Вместо ответа Ферета достала из сумочки губную помаду и прямо на салфетке рядом с супом, который они в тот момент ели, изобразила пейзаж под названием «Полдень в говяжьем бульоне». Сложила салфетку и вручила ее галеристу.
— You paint using the make up? How long will it last? — спросил человек с собакой.
— Never mind, — ответила она едко и добавила: — It is for you.
Но тут же поняла, что мужу дело портит, а себе не помогает. И замолчала, решив до конца обеда не говорить больше ни слова.
* * *
Как-то вечером после Рождества, сидя перед только что начатой картиной, Филипп спросил Ферету, почему она не купит такой же аквариум с рыбками, как дома.
— Потому что я не дома, — ответила она, — и если бы я осталась здесь навсегда, это было бы равносильно смерти, ведь я здесь чужая. То же самое, имей в виду, можно сказать и о тебе! И Борхес знал это, потому-то и приехал сюда умирать.
— Борхеса здесь нужно было переводить, а наши картины переводить не надо. Наши картины — это pret-a-porter.

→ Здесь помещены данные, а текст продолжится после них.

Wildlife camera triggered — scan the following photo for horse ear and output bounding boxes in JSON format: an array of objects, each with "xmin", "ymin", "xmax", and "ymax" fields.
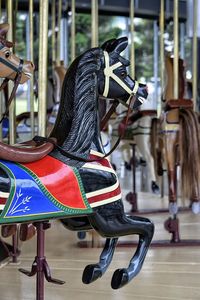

А когда он потом спросил ее, почему она теперь так мало работает, Ферета ответила ему словами, которые стали решающими для дальнейшего течения их жизни:
— Прошу тебя, не задавай мне вопросов. Особенно о работе. Когда мы с тобой познакомились, ты был для меня, да и не только для меня, настоящим богом живописи. Представь себе, что начинаешь чувствовать, когда божество просит у тебя совета. Ты не умеешь думать ни о чем, кроме живописи. А с меня довольно. Я не считаю, что рождена для искусства. Ты живешь для того, чтобы писать, я же пишу, чтобы жить. Твоя жизнь это не вполне жизнь, твоя жизнь — это живопись. Тебе восемьдесят лет, ты болен, и мы навсегда упустили возможность красиво прожить свой век. А ведь у нас был шанс, и я в свое время тебе об этом говорила, но ты меня не понимал. Теперь уже поздно. Кроме того, должна тебе в этом признаться, я не могу работать в том же помещении, где работаешь ты. Длина наших волн, или их частота, в этой комнате не совпадают, они создают помехи друг для друга. Да и вообще, я не хочу больше писать, я хочу жить. Опять же, моя карьера была бы гораздо успешнее, если бы я не получила известность как жена знаменитого художника. Если бы я не была связана с тобой. Я пришла к выводу, что все, что хорошо для тебя, плохо для меня. Мне всегда нужно поступать наоборот, иначе мне конец. Вот, например, для тебя Швейцария хороша, а для меня нет. Я прикинула и вижу, у меня достаточно денег, чтобы дважды в год ездить отдыхать в Турцию или на Кипр, а остальное время проводить с Геей. Короче говоря, я возвращаюсь домой, причем без тебя.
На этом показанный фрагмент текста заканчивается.